The Table that belongs to Jesus is not a place for the exercise of authority, titles or power. In the gospel of John, Jesus does not serve bread and wine on this occasion but washes feet (John 13). The word Luke uses is diakonon, or deacon or servant. It refers to those who wait on tables. Jesus is the Host of this Passover feast; we all are servants who partake together. Therefore, the Supper is not a place for clergy-laity distinctions, nor is it a place for gender prerogatives. Both of these have been perpetuated by an assumption that that those who serve do so as authorities rather than servants. As one author says, “We sit at the Table to serve each other, not to dominate each other.” The Table is a family affair, a meal characterized by inclusiveness and mutuality. Jesus was not only the Host, but the Waiter too. The Table reveals to us that servanthood is the heart of God, and the Table invites us to that same service and same humility.
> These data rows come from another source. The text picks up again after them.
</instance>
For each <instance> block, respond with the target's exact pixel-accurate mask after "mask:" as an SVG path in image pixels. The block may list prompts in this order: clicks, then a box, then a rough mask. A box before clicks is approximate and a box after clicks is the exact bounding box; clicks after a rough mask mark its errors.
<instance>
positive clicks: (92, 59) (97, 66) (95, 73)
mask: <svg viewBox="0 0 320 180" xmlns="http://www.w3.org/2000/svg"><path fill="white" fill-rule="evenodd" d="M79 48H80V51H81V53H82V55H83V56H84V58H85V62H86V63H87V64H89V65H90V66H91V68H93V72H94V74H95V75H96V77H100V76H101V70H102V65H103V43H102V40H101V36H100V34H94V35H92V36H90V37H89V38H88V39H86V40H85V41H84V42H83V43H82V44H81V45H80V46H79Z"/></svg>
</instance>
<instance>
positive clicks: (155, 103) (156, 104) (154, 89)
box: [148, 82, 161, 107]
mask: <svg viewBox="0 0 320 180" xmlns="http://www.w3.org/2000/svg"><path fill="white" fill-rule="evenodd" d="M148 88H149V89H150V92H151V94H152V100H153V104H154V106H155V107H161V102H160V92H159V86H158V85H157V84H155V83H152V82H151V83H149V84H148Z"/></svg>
More than anything, we come to this Table not because there is power of the bread and cup that we partake, but because it is Jesus who is our Host at this Passover feast. He is our sacrifice, our lamb, our deliverer. And now the one who has died for us, who was slain, and who won our freedom at the cross is alive and reigns with God forever. He meets the church mysteriously in this event where we discover over and over His presence and grace, where we come to know again and again His protection for us, and where we wait with hope for our final deliverance to the place where we will eat at Table with Him in the Kingdom of God.
On October 10, 1982 in St. Peter's square in Rome, Father Maximilian Kolbe's death was put into its proper perspective. Present in the crowd of 150,000 people was the man whose place Father Kolbe took in the starvation bunker, Francis Dylewski, and his wife, and his children, and his children's children. Indeed many had been saved by that one man. This was a victory won over all the systems of contempt and hate, over all the evils that threatened to defeat them.
Every Sunday and wherever we celebrate the Supper, we gather as delivered people, a people made victorious by our Passover Lamb. We who have experienced that victory come to this Table to give thanks. If you are worn down and weary with sin or guilt, if you feel evil crouching outside your door, if you long for the embrace of God . . . come to the Table . . . not to wallow in your sin, and not just to reflect, but to give thanks for the deliverance and protection that are already yours. The Table is a place of grace, a place of gratitude where thanksgiving can lead you again to real joy and a lasting hope. The Host is waiting to serve you. Come to the Table.